La souche hautement pathogène de la grippe aviaire H5N1 qui est arrivée en Amérique du Nord fin 2021 devient moins grave pour les oiseaux sauvages au fil des années. « La moitié des eiders à duvet que nous avons échantillonnés avaient des anticorps pour cette souche », dit Matthieu Beaumont, qui travaille à la détection chez les oiseaux vivants et morts au ministère fédéral de l’Environnement. « Ça veut dire qu’ils avaient été infectés et ont guéri. On pense même que les anticorps peuvent être transmis aux jeunes par les œufs. »

Le H5N1 hautement pathogène « semble s’être recombiné avec nos virus faiblement pathogènes », dit la Dre Racicot. « En 2022, il y a eu de grandes mortalités, par exemple dans les fous de Bassan en Gaspésie. Là, en 2023, la mortalité a grandement diminué parce que les espèces ont développé des anticorps pour cette nouvelle maladie. »

Surveillance

Depuis la fin de 2021, le H5N1 hautement pathogène a été détecté chez 371 oiseaux sauvages au Canada. « On fait de la détection chez des oiseaux morts, et aussi chez des oiseaux vivants, dit M. Beaumont. On a notamment des oiseaux vivants par l’entremise des chasseurs. Les oiseaux qu’ils abattent sont considérés comme vivants. »

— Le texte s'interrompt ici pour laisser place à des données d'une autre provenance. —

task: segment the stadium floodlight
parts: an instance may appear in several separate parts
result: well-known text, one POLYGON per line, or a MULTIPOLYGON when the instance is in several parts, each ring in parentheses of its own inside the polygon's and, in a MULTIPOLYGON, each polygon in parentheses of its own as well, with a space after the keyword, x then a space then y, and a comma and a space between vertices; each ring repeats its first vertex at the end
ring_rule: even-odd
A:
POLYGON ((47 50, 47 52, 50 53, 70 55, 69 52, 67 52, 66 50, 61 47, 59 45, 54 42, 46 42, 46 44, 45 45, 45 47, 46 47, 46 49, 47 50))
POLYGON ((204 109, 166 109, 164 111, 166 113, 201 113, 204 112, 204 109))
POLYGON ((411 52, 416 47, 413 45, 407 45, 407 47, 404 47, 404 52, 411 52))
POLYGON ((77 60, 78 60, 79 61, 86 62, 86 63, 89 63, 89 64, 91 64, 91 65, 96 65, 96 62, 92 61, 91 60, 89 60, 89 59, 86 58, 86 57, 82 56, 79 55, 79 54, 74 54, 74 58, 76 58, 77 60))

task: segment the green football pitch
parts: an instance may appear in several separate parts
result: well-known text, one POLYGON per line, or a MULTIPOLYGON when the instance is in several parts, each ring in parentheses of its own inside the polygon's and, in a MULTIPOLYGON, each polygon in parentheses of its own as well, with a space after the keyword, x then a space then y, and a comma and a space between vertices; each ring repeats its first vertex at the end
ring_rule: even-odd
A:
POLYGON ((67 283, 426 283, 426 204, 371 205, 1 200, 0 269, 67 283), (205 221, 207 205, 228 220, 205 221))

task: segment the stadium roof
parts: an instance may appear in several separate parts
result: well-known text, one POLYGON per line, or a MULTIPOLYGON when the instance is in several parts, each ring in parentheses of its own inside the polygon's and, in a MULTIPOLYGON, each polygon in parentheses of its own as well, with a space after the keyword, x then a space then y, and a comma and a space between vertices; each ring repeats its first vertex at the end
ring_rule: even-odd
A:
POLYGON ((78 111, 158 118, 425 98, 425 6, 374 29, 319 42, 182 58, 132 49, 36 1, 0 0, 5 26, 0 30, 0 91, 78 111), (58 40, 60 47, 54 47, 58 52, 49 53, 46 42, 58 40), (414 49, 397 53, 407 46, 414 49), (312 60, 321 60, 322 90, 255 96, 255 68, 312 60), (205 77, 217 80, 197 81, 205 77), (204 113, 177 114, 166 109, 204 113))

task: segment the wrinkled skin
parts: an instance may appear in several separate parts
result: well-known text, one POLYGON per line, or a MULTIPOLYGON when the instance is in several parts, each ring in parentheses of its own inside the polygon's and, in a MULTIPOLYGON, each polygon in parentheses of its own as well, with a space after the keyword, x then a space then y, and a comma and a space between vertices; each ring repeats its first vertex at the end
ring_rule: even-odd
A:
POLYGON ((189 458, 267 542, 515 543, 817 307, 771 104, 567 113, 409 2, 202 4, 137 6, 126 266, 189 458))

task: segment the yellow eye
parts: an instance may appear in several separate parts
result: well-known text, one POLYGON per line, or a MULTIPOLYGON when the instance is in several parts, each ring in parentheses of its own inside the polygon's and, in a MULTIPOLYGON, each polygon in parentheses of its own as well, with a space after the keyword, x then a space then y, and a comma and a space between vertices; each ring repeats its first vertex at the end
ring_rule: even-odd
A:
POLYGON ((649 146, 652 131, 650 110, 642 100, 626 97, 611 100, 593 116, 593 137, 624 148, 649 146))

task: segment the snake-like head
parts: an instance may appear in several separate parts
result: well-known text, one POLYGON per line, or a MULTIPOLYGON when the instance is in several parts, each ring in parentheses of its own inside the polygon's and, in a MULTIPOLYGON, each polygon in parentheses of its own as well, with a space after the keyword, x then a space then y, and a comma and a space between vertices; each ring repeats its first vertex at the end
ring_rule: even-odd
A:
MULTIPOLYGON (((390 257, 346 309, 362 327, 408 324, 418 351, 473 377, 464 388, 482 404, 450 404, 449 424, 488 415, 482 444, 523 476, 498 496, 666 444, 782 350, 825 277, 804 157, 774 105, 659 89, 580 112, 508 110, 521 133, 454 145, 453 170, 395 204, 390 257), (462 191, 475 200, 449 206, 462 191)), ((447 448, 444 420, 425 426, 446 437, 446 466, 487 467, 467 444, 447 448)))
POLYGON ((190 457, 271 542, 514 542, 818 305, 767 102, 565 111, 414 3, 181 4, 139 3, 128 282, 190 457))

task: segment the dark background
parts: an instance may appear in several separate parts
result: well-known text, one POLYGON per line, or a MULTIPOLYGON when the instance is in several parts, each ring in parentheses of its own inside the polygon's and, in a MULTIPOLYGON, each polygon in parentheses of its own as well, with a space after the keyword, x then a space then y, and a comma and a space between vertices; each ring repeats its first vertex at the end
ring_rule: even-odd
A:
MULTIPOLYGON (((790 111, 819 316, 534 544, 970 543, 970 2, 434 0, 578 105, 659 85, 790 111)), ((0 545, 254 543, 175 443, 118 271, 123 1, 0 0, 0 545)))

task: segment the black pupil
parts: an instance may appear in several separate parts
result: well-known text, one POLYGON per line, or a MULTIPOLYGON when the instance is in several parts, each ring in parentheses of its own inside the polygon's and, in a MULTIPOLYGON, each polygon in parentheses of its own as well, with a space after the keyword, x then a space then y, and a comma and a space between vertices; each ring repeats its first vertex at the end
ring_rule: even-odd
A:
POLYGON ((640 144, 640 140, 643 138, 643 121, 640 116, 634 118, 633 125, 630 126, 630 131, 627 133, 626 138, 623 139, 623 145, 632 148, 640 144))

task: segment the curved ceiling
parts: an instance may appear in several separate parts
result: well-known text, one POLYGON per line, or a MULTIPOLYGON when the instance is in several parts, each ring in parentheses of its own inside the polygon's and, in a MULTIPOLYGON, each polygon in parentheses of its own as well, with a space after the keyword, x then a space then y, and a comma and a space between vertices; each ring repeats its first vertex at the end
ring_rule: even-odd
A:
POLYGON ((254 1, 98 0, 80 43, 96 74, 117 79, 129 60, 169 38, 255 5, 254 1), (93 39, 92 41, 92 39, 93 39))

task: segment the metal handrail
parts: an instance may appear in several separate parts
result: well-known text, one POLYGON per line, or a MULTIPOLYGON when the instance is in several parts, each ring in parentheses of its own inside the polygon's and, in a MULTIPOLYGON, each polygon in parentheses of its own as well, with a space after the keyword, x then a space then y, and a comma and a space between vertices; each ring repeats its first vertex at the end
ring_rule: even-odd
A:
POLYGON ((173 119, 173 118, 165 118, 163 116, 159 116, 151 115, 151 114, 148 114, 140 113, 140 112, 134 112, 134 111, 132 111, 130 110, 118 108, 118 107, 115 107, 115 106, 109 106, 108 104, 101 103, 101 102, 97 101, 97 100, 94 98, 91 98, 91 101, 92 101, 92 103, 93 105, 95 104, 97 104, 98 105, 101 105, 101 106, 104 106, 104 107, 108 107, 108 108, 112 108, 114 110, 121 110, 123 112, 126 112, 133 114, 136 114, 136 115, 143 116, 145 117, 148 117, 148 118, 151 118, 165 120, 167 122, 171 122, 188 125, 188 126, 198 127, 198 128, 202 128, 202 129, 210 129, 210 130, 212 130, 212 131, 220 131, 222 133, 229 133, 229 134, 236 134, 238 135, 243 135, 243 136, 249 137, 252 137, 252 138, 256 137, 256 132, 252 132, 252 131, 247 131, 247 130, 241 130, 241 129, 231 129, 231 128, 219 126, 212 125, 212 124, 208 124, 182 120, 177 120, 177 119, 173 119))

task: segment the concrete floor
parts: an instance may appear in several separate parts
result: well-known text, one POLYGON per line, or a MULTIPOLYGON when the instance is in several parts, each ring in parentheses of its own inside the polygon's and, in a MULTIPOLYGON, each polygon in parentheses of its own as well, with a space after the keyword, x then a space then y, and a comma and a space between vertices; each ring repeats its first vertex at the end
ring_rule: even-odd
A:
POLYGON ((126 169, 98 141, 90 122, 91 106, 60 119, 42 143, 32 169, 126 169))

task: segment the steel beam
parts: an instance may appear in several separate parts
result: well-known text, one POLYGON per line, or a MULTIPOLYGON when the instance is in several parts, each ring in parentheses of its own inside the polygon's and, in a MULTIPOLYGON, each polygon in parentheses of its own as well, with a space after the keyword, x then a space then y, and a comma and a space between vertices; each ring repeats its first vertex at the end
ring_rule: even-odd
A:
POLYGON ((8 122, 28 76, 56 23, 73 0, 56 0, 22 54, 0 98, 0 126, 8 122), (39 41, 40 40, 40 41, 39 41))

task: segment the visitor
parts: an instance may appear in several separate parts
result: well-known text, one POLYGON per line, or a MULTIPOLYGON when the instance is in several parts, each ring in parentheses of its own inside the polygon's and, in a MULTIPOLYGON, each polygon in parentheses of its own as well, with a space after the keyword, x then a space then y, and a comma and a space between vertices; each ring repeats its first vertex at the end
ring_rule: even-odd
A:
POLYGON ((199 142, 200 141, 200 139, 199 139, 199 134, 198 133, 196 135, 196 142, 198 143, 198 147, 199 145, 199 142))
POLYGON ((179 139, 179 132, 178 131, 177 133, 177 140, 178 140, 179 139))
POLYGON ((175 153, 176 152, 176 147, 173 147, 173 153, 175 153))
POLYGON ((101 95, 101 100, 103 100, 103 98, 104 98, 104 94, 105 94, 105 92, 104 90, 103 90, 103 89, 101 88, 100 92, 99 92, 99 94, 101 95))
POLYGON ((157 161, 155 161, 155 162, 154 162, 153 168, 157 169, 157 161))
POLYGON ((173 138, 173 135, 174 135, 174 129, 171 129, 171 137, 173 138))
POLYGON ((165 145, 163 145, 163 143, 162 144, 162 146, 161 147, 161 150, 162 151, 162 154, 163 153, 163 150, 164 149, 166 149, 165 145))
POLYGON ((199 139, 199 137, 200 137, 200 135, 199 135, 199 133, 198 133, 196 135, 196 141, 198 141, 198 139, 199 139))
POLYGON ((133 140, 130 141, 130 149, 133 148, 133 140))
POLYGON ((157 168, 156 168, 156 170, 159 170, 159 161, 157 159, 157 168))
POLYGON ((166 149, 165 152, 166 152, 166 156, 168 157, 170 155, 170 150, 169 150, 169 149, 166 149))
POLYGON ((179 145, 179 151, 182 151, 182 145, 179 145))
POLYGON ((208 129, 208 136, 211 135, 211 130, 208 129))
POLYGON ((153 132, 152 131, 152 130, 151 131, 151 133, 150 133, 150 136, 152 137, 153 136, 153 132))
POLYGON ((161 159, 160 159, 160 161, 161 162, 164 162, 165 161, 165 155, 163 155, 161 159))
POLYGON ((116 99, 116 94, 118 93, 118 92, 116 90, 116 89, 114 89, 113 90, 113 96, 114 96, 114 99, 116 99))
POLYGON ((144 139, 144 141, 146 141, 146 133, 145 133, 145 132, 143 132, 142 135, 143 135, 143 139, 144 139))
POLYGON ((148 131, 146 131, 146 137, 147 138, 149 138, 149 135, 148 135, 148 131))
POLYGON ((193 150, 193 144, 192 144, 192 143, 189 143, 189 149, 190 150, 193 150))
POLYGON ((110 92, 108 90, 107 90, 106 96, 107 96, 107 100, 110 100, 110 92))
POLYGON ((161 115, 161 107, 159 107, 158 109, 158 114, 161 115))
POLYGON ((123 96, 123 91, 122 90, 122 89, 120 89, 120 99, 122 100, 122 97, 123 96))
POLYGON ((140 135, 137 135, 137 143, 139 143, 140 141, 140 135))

Le virus a été détecté chez 20 des 4380 oiseaux vivants analysés. À noter, il s’agit de détections de virus et non d’anticorps pour le virus, qui sont détectés par des analyses additionnelles plus rarement faites.

Le H5N1 hautement pathogène est arrivé au Canada à Terre-Neuve par des migrations au-dessus de l’Atlantique.

L’ACIA rapporte également une autre souche hautement pathogène, H5N5, qui est pour l’instant limitée à des oiseaux sauvages et à des mammifères dans les provinces atlantiques. « Les élevages ne sont pas touchés », dit la Dre Racicot.